When you picture someone investing, you might first think of stocks and mutual funds. If you’re getting closer to retirement age, the idea of high-risk stocks might have been replaced with index funds, bonds, and dividends. Real estate investing is on the fringe of investment strategies for any age group, and it can look like anything from flipping a home like you’d see on TLC to being a nearly identical scene to traditional stock and index fund investing. Here are three strategies to consider as you’re getting started.
Get down in the weeds with direct property ownership.
If you have a cushion of either time or money before you need to have a stable retirement fund, consider going straight into investing in individual properties. There’s a lot of profit in renting properties once you know how to decide what’s a good deal. But this functions far more like a traditional business than an investment account, so you’ll want an accountant to walk you through keeping the books and all of the technical tax moves for buying and exchanging properties without losing too much in taxes.
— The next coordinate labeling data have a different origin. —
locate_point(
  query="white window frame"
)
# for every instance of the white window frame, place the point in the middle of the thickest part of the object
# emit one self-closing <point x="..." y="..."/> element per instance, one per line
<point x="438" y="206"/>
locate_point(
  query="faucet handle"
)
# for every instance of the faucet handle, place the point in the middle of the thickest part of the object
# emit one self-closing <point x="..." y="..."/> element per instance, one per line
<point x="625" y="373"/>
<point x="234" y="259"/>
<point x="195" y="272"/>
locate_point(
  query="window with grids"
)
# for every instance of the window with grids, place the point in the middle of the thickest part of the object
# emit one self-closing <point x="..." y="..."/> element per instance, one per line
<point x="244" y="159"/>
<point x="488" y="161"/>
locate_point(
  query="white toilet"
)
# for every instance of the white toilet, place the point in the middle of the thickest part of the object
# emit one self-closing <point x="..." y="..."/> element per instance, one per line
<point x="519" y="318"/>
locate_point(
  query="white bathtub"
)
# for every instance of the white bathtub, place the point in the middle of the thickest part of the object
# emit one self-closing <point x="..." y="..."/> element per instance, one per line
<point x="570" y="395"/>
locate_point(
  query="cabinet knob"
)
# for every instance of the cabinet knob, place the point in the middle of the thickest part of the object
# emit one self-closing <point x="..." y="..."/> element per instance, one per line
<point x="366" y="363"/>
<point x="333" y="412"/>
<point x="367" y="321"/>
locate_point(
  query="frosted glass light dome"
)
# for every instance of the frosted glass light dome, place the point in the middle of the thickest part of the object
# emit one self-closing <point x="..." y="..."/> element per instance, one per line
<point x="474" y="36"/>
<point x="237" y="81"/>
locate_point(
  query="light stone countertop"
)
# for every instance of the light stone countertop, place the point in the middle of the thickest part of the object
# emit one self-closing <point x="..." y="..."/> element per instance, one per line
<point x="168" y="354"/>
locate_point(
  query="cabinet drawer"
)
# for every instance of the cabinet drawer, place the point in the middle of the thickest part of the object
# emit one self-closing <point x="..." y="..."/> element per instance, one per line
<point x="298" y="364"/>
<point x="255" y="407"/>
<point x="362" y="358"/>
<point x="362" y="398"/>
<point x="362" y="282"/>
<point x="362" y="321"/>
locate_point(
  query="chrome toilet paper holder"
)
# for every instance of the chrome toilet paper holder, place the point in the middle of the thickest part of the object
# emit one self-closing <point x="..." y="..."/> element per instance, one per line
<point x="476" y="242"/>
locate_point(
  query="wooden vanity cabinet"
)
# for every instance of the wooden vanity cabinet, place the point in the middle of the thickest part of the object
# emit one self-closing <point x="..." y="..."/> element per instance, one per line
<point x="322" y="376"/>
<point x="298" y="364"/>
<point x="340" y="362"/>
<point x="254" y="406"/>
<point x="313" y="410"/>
Explore online crowdfunding.
Once you move out of direct property ownership, you’ve navigating back into the territory of spreadsheets and number crunching. You’re also moving away from buildings and more towards mortgages and debts. Online crowdfunding is a tool where you can invest percentages of your total allocation into small slivers of other (direct) investors’ mortgages and property improvement loans. There’s still a great deal of risk involved, but finding the right platform can give you high returns.
Invest in REITs.
With this third option, you’re investing in elements that are most similar to stocks and bonds. REITs, or Real Estate Investment Trusts, are similar to mutual funds. They’re also a good tool for diversifying your real estate investments, especially compared to direct investments.